Melbourne based musician and producer

Delsinki, stylised as DELSINKI aka Craig Johnston is a Melbourne-based musician. Born in Hobart, Tasmania, Delsinki moved to Melbourne in 1999. He formed the band Gretchen Lewis in 2005; the band recorded their debut album with Lindsay Gravina at Birdland studios and released it independently in 2010. Since 2012 he has operated as solo artist, executive producer and participant of the 'Keep the Circle Unbroken' and 'Sing a Song of Sixpence' touring shows. He has released two albums And There Was Found, No Place For Them and City / Country, the latter debuting at #3 in the ARIA Country Albums chart. Forte Magazine describe Delsinki as 'a type of folk sound that is true to the Australian bush landscape'.

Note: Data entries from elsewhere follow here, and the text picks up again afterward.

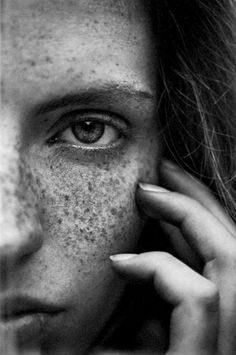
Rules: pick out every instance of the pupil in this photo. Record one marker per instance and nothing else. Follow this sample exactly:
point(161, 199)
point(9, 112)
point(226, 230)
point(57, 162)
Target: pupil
point(88, 132)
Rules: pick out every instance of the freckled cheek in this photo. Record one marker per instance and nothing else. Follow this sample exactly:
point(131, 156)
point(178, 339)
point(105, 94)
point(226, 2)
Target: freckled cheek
point(97, 219)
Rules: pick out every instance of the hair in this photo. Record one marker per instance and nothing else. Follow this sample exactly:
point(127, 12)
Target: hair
point(198, 84)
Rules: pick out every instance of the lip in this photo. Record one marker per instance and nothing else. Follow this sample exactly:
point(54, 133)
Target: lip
point(20, 306)
point(29, 319)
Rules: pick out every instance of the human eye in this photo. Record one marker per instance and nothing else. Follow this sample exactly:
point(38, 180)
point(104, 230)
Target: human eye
point(89, 129)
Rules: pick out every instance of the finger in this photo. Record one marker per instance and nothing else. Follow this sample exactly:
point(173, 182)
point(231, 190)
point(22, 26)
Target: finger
point(176, 179)
point(194, 298)
point(181, 248)
point(202, 230)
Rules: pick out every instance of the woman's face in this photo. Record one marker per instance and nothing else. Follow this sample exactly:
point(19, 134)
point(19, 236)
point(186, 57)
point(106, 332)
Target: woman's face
point(77, 132)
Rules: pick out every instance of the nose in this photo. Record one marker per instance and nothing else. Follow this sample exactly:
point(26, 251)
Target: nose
point(20, 227)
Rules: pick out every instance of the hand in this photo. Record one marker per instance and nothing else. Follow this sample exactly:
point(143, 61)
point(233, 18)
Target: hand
point(203, 321)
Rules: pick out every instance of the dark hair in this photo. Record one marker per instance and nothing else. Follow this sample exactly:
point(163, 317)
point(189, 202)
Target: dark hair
point(198, 101)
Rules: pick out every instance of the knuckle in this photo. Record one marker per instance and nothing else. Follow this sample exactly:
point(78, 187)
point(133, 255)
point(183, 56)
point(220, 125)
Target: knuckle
point(209, 297)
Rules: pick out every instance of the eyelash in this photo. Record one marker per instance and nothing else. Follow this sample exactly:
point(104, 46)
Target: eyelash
point(108, 119)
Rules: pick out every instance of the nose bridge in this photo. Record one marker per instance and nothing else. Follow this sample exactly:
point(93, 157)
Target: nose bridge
point(20, 230)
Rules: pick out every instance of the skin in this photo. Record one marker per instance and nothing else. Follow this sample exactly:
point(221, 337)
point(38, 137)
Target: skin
point(65, 207)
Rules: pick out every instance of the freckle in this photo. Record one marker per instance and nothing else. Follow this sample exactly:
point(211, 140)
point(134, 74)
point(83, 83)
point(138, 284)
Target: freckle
point(70, 71)
point(48, 59)
point(114, 211)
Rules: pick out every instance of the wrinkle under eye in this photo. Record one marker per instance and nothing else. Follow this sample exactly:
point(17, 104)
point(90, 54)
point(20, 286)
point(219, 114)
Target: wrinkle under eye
point(88, 132)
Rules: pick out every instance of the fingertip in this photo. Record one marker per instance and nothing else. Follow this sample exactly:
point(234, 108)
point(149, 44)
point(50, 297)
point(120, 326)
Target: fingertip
point(151, 188)
point(122, 257)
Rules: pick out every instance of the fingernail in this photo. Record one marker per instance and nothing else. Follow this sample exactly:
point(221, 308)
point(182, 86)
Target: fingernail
point(152, 188)
point(122, 257)
point(169, 164)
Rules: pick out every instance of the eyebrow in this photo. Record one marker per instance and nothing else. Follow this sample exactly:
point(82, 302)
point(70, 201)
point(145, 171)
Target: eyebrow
point(93, 95)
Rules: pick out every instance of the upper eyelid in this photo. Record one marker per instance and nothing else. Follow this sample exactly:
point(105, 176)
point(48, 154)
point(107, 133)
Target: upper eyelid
point(67, 118)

In 2012 Delsinki participated in the Australian Chamber Orchestra production The Reef along with Stephen Pigram, Mark Atkins, Brian Ritchie, Jim Moginie, and other guests.
The 2022 KTCU and Sixpence touring shows have featured Mick Thomas, Debra Byrne, Tim Rogers of You am I, Abby Dobson, Kylie Auldist of the Bamboos, and Tania Doko of Bachelor Girl. As of March 2022, about 36 shows (both KTCU & Sixpence combined for this number) have been staged including two appearances at the 2022 Port Fairy Folk Festival.

In March 2022 Delsinki became a semi finalist in the International Songwriting Competition. This is his fourth semi-final nomination for this award.